Appointments are suddenly common-place. It seems that a significant portion of the process of building a home involves spending time with the minutae, festering details, and selecting from the narrow range of choices that define each. "Here are your options. Choose one. Move along."
For example, yesterday afternoon we chose cabinets. I took nearly an hour off from work, picked up Karin, and we drove to the south end of the city to look at miniature versions of wood panelling that in some small and moderately abstract way reprsents both something that we've already bought, and something I would have never before considered thinking about -- and therefore know little about (apart from practical experience).
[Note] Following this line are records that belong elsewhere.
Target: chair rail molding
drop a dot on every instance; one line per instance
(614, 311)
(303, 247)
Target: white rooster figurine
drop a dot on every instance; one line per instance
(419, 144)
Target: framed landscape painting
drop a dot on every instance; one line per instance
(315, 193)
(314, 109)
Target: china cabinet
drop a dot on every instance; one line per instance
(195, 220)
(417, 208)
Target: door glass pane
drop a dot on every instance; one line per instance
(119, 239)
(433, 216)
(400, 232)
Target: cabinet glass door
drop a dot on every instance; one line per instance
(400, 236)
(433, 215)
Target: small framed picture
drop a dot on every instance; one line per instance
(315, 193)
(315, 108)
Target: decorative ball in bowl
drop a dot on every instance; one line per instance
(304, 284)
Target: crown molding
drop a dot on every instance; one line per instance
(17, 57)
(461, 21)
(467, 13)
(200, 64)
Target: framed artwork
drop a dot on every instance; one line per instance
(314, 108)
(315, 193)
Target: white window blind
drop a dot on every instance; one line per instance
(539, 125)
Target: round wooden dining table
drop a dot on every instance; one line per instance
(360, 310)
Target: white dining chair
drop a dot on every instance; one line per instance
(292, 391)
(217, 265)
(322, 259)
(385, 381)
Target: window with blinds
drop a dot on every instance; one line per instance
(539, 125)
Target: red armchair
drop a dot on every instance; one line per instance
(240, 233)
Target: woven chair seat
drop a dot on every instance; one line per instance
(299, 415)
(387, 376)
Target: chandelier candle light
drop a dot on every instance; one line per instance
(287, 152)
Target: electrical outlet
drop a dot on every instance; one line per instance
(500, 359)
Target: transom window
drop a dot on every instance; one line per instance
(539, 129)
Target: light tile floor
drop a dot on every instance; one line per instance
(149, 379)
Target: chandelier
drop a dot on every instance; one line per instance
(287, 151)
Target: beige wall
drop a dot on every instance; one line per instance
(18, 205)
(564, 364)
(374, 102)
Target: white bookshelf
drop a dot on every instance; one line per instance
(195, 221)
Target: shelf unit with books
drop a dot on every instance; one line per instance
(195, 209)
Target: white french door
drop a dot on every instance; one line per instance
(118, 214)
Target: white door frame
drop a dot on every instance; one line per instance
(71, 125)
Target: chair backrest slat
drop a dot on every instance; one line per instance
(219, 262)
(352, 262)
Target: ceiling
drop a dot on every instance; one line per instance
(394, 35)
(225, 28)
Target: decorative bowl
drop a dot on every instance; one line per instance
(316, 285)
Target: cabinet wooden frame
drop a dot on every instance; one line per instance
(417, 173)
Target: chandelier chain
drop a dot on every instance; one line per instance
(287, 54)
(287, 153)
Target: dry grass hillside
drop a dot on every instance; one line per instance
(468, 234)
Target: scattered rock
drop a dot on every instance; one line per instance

Imagine me, standing in a cabinetry showroow, fondling little brushed chrome, nickel, steel handles and knobs -- in some perverse way trying to figure out which design (a) "suits our personality" and more importantly (b) predictably will not annoy me for ten years when I'm cleaning, repairing, modifying, or simply just using them.
It's bizaare.
We, of course, visited the showhome shortly afterwards and projected abstract memories of vague selections overtop the realities of concrete examples. It sounds easier than it really is.
And then things themselves get a little more finely detailed. We spent ten minutes with Steve, the sales guy, pondering a mental checklist of random building nuggets. The conversation prompted him to give us a short VHS tape (12 minutes of sugar-coated house construction details), a refridgerator magnet checklist (for real checking-fun) and a groovy leather briefcase with our builder's logo splashed across the front (in case we forget to whom we gave all that money).
And ultimately, a vacant lot was meandered once again, neighbors were introduced by casual happenstance, timelines were filed with some rare certainty, and uncountable fine resolutions were brushed carefully across the perceptions of our minds. Oddly enough, some of this actually makes sense. Oddly enough, abstractions in raw materials seem less floundering as each day drips by.